BOOK REVIEW - ADMIRALTY JURISDICTION (5th edition)
Professor of Commercial Law
Institute of International Shipping and Trade Law, Swansea University Law School
Damien J Cremean. ISBN 978 176002 238 9. lxv and 393 pp, plus 5 pp Bibliography and 33 pp Index. Hardback (496 pp). AUS$ 265.00.
Traditionally, legal textbooks written by common lawyers have tended to be of two kinds. The older variety, exemplified by such works as Smith’s Leading Cases or the older versions of Marsden’s Collisions at Sea, was impressionistic and of somewhat organic growth. The fact that at times it was slightly chaotic did not matter overmuch, since it was aimed at ease of use by practitioners, who quickly got to know where to find the comprehensive coverage of the bits of the law they used regularly. The more common type of book these days, associated more with academics, instead aims overwhelmingly at intellectual tidiness and bringing precise order and logic where previously confusion might have reigned.
Damien Cremean’s excellent Admiralty Jurisdiction, nearly 25 years old and now in its fifth edition, is a book very much in the first of these traditions, and is none the worse for that. This work started life as a straightforward, and very necessary, book on Australian Admiralty law once it had been liberated from its imperial and Anglocentric origins in 1988. But it has now expanded into a much more general multijurisdictional handbook taking in all the important common law legal systems. To Australia, New Zealand, Singapore and Hong Kong, the subjects of the fourth edition, are now added the further common law systems of Canada, India and England, and these are further supplemented by the mixed (and sometimes idiosyncratic) jurisdiction of South Africa.
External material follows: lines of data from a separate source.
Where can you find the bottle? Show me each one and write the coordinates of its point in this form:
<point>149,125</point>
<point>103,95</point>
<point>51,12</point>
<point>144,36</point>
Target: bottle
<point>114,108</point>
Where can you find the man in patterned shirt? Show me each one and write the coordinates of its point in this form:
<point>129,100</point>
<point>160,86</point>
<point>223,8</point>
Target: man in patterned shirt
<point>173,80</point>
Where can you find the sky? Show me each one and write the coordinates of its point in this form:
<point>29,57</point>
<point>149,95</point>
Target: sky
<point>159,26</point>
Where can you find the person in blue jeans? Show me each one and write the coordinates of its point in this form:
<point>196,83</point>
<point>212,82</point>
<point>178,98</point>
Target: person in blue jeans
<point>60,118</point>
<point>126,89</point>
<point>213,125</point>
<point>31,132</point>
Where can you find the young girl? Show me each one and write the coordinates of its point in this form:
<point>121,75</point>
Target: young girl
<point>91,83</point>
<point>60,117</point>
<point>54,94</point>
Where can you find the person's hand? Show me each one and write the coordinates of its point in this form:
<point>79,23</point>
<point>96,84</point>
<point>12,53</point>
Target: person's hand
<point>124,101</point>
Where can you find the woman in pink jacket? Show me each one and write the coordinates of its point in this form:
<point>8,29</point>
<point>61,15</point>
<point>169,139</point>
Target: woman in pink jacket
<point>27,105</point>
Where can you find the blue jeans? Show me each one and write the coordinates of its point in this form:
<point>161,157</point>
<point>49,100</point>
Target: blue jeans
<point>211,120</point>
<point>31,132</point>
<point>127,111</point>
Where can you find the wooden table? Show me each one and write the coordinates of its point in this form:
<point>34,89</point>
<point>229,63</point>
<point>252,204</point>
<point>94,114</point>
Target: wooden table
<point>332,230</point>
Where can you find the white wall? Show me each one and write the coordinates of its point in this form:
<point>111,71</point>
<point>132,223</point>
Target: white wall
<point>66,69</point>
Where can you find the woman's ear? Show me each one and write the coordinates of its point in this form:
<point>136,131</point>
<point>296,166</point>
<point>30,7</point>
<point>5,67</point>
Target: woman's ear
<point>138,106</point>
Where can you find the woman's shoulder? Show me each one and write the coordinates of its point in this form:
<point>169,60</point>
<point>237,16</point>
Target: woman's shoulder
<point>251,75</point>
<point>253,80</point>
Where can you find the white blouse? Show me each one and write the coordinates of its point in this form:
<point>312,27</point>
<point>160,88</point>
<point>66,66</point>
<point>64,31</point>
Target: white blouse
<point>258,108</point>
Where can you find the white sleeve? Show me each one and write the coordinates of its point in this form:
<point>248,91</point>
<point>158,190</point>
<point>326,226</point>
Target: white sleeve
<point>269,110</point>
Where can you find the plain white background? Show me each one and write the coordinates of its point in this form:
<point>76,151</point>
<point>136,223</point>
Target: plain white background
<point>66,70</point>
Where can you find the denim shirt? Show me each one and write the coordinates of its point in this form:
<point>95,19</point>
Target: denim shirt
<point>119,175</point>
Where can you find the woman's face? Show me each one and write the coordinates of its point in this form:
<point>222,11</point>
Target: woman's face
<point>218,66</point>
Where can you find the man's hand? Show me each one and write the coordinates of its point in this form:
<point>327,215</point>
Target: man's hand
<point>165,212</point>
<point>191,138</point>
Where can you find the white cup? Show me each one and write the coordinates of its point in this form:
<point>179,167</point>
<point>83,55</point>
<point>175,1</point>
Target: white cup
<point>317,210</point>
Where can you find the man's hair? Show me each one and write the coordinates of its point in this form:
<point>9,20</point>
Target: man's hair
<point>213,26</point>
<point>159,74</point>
The plan of the work remains very much as before. Admiralty Jurisdiction is ultimately Australian-based, as befits a work by someone who teaches in Brisbane, but with extensive excursuses dealing with the case law in, and the peculiarities of the legislation applicable to, the other jurisdictions. The coverage is divided into four chapters—a general overview of Admiralty jurisdiction, Admiralty and the court system, detailed coverage of the specific traditional heads of Admiralty jurisdiction, and the inevitable big section on practice and procedure. In terms of writing, the style is discursive, rather in the way of a lecture or webinar, going through the main cases and statutory provisions applicable in each place. In other words, what we have here is a very well-documented handbook for anyone tasked with carrying on or overseeing Admiralty litigation which is ongoing in any of the main common law jurisdictions.
The coverage is not only well written, but helpful and informative on a number of matters otherwise highly technical: for example, the vexed question of damage done by a ship (p.78 on), the burden of proof as to matters that go to the constitution of Admiralty jurisdiction (p.161 onwards), and what happens where Admiralty proceedings taking effect through arrest are stayed in favour of arbitration (p.185 on).
Your reviewer found refreshingly few inaccuracies in detail, though he did raise an eyebrow at the suggestion that the Admiralty action in rem has anything in common with the Roman actio in rem (highly unlikely, since they mean entirely different things) and that the County Court in England has any jurisdiction in Admiralty (it does not, even by consent).
More substantial criticisms were also gratifyingly few. The mini-disquisition on the Hague-Visby Rules might profitably be removed, since a book on Admiralty is not the ideal place for it, or for that matter likely to be used as a source of reference by a busy practitioner. Again, it is all very well to discuss, in the course of the coverage of maritime liens, the order of priority between them: but what the person arresting a vessel and having her sold really needs is a more general account of the priority of all proprietary claims against her, lien, non-lien and indeed non-Admiralty (for example, port authorities’ rights of retention). And, from an English reviewer, one more: references to the Old Country should be to England, not the UK. Scots Admiralty and arrestment law is separate, and at times different, from English.
Overall, however, this is an excellent book. Anyone dealing with Admiralty in Australia must buy it in its latest form. Lawyers wanting a guide as to such proceedings in common law countries, and those like academics merely interested in it, should consider themselves very strongly advised to do so. You will not regret it.